To be sure, the exception only comes into play if the government attempts to introduce a statement obtained from Tsarnaev at his trial. As Orin Kerr explains on the Volokh Conspiracy, there is no freestanding right of arrestees (or anyone else) to be read warnings. The warnings only become relevant when the government offers a statement obtained as a result of custodial interrogation. So, let's assume that happens. That is, let's suppose that: Tsarnaev recovers; the FBI interrogates him without first giving Miranda warnings, asking him questions designed primarily to detect information about an immediate threat; Tsarnaev makes a statement in response; in addition to using the statement for any information it contains about ongoing threats, the government attempts to introduce it as evidence of Tsarnaev's guilt at his criminal trial. Is it admissible under the public safety exception?

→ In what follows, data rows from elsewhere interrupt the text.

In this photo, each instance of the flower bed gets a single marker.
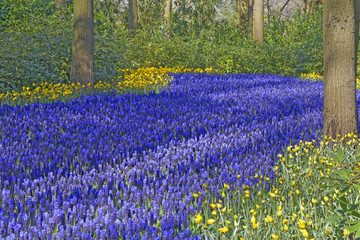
(127, 166)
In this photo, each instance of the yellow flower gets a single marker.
(276, 237)
(198, 218)
(253, 219)
(286, 228)
(223, 230)
(211, 221)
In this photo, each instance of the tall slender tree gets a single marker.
(259, 21)
(341, 36)
(82, 66)
(133, 17)
(251, 18)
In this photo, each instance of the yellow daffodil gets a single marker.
(269, 219)
(211, 221)
(198, 218)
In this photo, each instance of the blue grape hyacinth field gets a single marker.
(110, 166)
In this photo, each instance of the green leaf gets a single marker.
(355, 227)
(344, 174)
(357, 186)
(343, 203)
(331, 218)
(354, 213)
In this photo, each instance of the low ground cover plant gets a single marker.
(139, 81)
(127, 166)
(314, 195)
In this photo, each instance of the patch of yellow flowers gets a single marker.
(128, 79)
(317, 77)
(297, 204)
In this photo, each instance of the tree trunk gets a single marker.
(82, 66)
(133, 17)
(167, 12)
(259, 21)
(251, 18)
(238, 13)
(341, 36)
(60, 8)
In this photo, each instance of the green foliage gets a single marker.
(291, 46)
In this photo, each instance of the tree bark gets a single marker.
(251, 18)
(341, 36)
(133, 17)
(259, 21)
(82, 66)
(60, 8)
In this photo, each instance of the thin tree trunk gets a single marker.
(82, 66)
(251, 18)
(341, 36)
(133, 17)
(259, 22)
(284, 6)
(238, 13)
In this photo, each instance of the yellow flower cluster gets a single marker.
(144, 79)
(44, 90)
(318, 77)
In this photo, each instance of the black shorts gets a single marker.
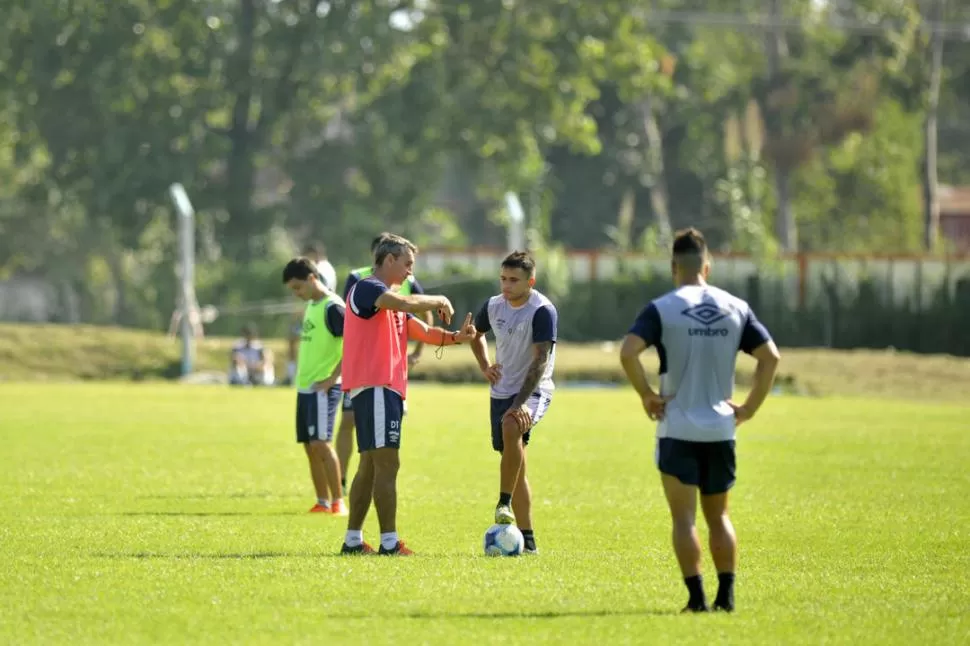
(378, 413)
(707, 465)
(537, 404)
(315, 415)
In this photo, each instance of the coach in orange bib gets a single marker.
(378, 324)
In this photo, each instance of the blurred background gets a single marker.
(821, 145)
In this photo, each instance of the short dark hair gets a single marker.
(378, 240)
(299, 268)
(392, 245)
(689, 249)
(520, 260)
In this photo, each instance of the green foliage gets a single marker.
(334, 120)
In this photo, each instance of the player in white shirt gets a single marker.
(317, 254)
(698, 331)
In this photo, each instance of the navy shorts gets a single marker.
(315, 415)
(378, 413)
(537, 405)
(709, 466)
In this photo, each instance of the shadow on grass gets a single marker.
(550, 614)
(190, 556)
(209, 496)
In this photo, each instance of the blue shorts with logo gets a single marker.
(537, 405)
(315, 415)
(378, 413)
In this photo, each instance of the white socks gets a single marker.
(355, 537)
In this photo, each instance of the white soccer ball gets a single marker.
(503, 540)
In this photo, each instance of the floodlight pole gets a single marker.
(185, 272)
(516, 229)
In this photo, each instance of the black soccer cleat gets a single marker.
(690, 608)
(398, 550)
(363, 548)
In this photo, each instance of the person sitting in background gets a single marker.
(251, 364)
(317, 254)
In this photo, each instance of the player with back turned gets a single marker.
(698, 330)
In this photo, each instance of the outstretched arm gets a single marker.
(421, 331)
(633, 346)
(416, 304)
(756, 341)
(645, 331)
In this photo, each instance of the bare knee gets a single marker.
(715, 511)
(314, 449)
(683, 521)
(386, 463)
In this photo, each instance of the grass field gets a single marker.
(176, 514)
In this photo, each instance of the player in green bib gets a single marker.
(345, 435)
(318, 380)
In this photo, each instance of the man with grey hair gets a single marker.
(379, 322)
(698, 331)
(524, 324)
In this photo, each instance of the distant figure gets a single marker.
(251, 364)
(317, 254)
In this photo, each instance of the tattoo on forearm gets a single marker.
(536, 370)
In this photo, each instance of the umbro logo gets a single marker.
(705, 313)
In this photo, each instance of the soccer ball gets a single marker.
(503, 540)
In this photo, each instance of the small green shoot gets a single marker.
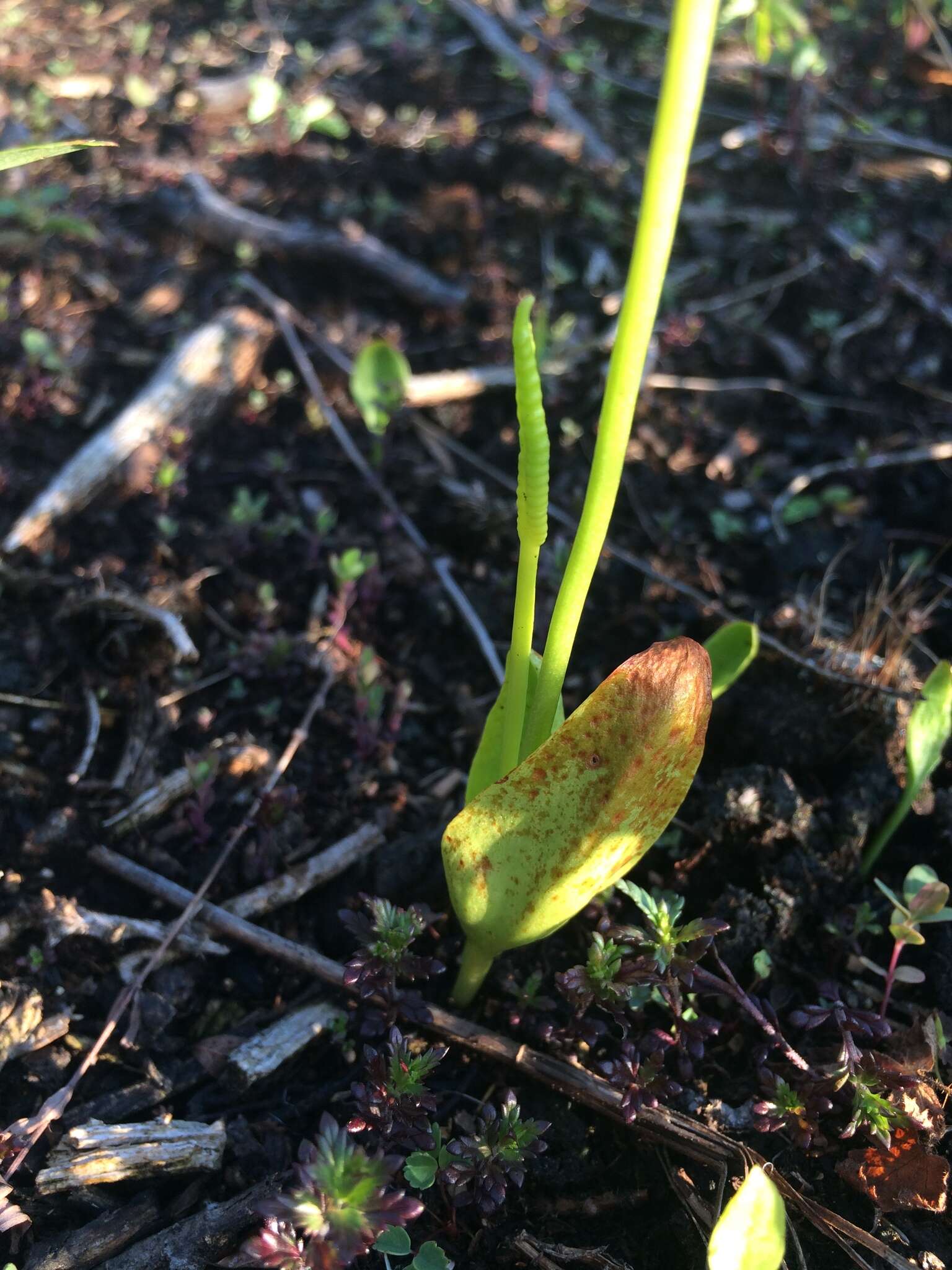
(379, 384)
(20, 155)
(927, 732)
(731, 651)
(752, 1231)
(247, 508)
(924, 900)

The public safety exception was first announced in New York v. Quarles and the Court rested it on a number of considerations. In some respects, interrogation of a terrorism suspect makes out a stronger case for the application of the public safety exception than an ordinary criminal case like Quarles, but in other respects it's a weaker case. Let's look at the relevant considerations in Quarles and compare them with the Tsarnaev case.

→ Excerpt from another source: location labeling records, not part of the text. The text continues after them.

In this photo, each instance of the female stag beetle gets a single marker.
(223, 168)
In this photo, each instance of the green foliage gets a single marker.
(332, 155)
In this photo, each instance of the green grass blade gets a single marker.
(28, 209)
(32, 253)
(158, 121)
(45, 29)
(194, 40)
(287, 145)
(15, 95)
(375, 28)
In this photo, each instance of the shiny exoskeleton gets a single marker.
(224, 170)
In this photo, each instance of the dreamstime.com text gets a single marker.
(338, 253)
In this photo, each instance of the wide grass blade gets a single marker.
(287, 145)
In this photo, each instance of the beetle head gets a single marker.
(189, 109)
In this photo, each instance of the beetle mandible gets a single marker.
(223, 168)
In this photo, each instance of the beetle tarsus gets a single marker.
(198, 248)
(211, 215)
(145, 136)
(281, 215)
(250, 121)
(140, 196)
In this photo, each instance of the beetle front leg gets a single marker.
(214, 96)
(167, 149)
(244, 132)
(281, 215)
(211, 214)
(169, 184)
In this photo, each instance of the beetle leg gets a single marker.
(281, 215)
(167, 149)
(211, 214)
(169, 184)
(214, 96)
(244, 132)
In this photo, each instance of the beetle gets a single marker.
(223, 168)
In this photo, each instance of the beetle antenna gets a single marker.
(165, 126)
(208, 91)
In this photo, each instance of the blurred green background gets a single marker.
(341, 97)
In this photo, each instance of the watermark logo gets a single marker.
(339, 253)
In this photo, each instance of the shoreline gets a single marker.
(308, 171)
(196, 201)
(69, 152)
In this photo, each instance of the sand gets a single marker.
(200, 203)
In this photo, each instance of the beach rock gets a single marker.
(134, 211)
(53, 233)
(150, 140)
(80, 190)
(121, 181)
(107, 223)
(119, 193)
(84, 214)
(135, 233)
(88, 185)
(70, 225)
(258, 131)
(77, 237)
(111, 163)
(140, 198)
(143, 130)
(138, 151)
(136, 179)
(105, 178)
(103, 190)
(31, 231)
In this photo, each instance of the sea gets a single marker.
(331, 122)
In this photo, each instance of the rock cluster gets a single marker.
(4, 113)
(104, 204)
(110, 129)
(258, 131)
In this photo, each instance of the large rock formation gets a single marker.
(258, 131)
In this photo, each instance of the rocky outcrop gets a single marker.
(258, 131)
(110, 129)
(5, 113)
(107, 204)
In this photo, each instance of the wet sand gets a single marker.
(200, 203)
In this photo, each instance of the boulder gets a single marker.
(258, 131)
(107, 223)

The Quarles opinion is short and I encourage readers interested in this subject to read it. The main points are these:
1) The Miranda rule balances the needs of law enforcement for convictions of guilty persons against the protection of suspects from the risks to their Fifth Amendment right against compelled self-incrimination--risks that inherently arise from custodial interrogation. But, as the Court said in Quarles, "the need for answers to questions in a situation posing a threat to the public safety outweighs the need for the prophylactic rule protecting the Fifth Amendment's privilege against self-incrimination."

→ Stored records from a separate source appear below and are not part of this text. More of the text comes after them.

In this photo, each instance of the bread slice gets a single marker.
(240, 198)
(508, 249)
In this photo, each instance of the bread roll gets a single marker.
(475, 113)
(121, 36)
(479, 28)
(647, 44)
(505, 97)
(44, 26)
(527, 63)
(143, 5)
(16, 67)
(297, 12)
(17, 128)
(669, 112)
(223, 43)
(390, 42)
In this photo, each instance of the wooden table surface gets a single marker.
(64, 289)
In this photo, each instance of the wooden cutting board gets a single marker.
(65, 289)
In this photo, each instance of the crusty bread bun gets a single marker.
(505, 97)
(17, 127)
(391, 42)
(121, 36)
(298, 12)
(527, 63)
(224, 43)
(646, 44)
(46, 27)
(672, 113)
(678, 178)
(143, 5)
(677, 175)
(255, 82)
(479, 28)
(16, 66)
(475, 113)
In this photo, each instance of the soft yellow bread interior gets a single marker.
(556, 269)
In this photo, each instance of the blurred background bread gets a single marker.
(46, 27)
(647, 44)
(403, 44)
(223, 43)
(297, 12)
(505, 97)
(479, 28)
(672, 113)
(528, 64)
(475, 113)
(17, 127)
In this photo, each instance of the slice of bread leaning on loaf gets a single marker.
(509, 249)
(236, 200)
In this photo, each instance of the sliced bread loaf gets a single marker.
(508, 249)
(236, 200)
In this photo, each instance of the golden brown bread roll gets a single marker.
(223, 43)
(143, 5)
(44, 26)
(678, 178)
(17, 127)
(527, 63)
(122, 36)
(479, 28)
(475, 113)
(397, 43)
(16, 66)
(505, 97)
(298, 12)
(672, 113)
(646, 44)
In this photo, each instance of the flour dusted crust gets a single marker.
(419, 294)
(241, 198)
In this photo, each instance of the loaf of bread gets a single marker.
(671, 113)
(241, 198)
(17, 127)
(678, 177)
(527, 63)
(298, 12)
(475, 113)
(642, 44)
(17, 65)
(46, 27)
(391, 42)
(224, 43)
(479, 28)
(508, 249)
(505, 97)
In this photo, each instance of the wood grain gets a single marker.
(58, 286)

There are in that statement two points, and they face in opposite directions. In Quarles, the threat to public safety was a gun that Quarles had discarded. In the Tsarnaev case, the potential threat to public safety is much greater. Tsarnaev or his brother or as-yet-unknown co-conspirators may have planted or plotted additional mayhem. Thus, the "public safety" consideration in the public safety exception is heightened here.
2) However, note that the language I have just quoted from the late CJ Rehnquist's opinion tacitly makes another point, by referring to Miranda as a "prophylactic rule." He was pointing to the fact that the Court in Miranda did not say that the Fifth Amendment requires the Miranda warnings. That's the point Kerr makes. But there's something else too. CJ Rehnquist was also saying that the Constitution does not even require that Miranda warnings be given if the government later attempts to introduce the suspect's statement as evidence. All that Miranda does is to say that the pressure inherent in custodial interrogation requires some safeguards to mitigate that pressure, and that the warnings are one such effective set of safeguards. But, the Court implies in Quarles, because the Miranda rule is judge-made--i.e., "prophylactic"--the Court may choose not to apply it where its costs outweigh its benefits.
That looks pretty good for the government in the Tsarnaev case but for one major problem. In 2000, in Dickerson v. United States, the Court, in another Rehnquist opinion, rejected the idea that Miranda is a mere prophylactic rule in favor of the view that it was a "constitutional decision." In dissent, Justice Scalia argued that, in light of Quarles and other cases seemingly holding that Miranda was prophylactic, the Dickerson majority made little sense. In an article in the Supreme Court Review shortly after the case came down, Barry Friedman and I agreed that the majority opinion did seem somewhat inconsistent with the language of various prior Miranda cases, but that this did not mean those earlier cases had been overruled. What it did mean was that the rationales of those prior cases needed to be reconceptualized. Quarles, in particular, could no longer be based on an ad hoc weighing of costs and benefits, but must be reconceptualized in some way.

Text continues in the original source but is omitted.